Per Solms, schematicamente, la psicoterapia psicoanalitica si basa su tre premesse scientifiche di base (cioè sono verificabili e falsificabili) che riguardano il funzionamento della mente, nella salute e nella malattia:

Il neonato non è una tabula rasa e, come per tutte le specie, anche gli uomini nascono con dei bisogni innati i quali sono percepiti ed espressi come emozioni; queste emozioni di base (innate) attivano comportamenti istintuali che si manifestano come schemi di azione eseguiti al fine di soddisfare i bisogni (ad es. il pianto, l’attacco, la fuga ecc.).
Vi è poi un elenco di Bisogni trasversali a tutti gli esseri umani:

Bisogno di trovare partner sessuali, percepito come eccitazione sessuale;
Bisogno di fuggire da situazioni pericolose, percepito come paura;
Bisogno di eliminare oggetti che frustrano o ostacolano la soddisfazione degli altri bisogni, percepito come rabbia;
Bisogno di vicinanza alle figure che si occupano di noi, percepito come panico e disperazione nel momento in cui la vicinanza viene a mancare;
Bisogno di prenderci cura di altri (ad es. i figli);
Bisogno di giocare.

Compito principale dello sviluppo mentale è, quindi, quello di imparare a soddisfare i bisogni: da questo discende che il disturbo mentale è causato dalla mancata realizzazione di questo compito evolutivo.

Gli schemi di azione di base infatti devono armonizzarsi con le esperienze reali in quanto ad esempio possono esservi situazioni in cui più schemi di azione risultano in conflitto tra loro (ad es. curiosità e paura). Gli esseri umani, inoltre, hanno la capacità di soddisfare i propri bisogni anche in modo simbolico e immaginario.

La maggior parte delle strategie utili a soddisfare i bisogni vengono attuate in modo inconscio e questo implica che per poter cambiare queste modalità occorre portarle di nuovo alla consapevolezza. Gli schemi di azione istintuali si formano nei primi anni di vita, prima che maturino i sistemi di memoria conscia: fanno perciò parte dei sistemi inconsci. Modificare questi schemi inconsci è molto difficile sia perché, facendo parte della memoria procedurale sono difficili sia da imparare che da dimenticare, sia perché vi sono delle resistenze che si oppongono al riconsolidamento di soluzioni che si sono automatizzate nel periodo in cui sono stati affrontati alcuni problemi insolubili.
Su cosa si basa il trattamento psicodinamico?

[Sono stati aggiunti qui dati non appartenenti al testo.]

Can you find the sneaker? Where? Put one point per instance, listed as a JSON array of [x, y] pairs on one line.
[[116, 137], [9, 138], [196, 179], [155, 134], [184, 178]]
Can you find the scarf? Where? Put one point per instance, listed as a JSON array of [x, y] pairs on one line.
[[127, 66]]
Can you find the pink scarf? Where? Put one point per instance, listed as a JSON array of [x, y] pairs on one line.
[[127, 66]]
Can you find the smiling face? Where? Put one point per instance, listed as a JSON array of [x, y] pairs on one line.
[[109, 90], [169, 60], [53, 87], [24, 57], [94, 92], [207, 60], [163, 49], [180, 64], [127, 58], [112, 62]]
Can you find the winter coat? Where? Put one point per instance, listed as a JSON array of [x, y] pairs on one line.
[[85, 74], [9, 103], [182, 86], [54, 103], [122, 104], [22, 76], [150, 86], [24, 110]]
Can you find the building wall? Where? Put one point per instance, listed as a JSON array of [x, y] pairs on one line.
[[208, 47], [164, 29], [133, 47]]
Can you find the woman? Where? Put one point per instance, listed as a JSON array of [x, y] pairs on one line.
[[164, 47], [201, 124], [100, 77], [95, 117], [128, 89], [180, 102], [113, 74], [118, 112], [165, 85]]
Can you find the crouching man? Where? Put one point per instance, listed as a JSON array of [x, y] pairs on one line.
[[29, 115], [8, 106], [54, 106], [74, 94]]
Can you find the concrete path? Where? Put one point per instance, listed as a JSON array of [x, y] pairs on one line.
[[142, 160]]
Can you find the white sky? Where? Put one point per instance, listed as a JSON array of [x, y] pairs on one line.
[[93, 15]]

Seguendo le argomentazioni di Solms, le tecniche utilizzate nella psicoterapia Psicodinamica per alleviare i disturbi mentali sono coerenti con le attuali conoscenze relative al modo in cui il cervello si modifica:

E’ dunque corretto affermare che i disturbi psicologici rappresentano tentativi non riusciti di soddisfare bisogni: le sofferenze psicologiche sono essenzialmente di tipo emotivo e i sentimenti hanno un significato, rappresentano bisogni insoddisfatti (ad es. il panico è paura di qualcosa). Questo assunto differenzia notevolmente il trattamento psicoanalitico da quello psicofarmacologico.
Scopo della psicoterapia è di aiutare i pazienti a trovare modi più efficaci per soddisfare i propri bisogni. I farmaci portano ad una soppressione dei sentimenti indesiderati (azione sintomatica) e quindi non possono curare i disturbi emotivi (potremmo dire che non hanno azione eziologica). La causa del disturbo è l’incapacità del paziente di soddisfare i propri bisogni sottostanti. I farmaci possono talvolta risultare utili perché ad esempio per attuare un intervento psicoterapeutico in alcuni casi è necessario attenuare i sintomi.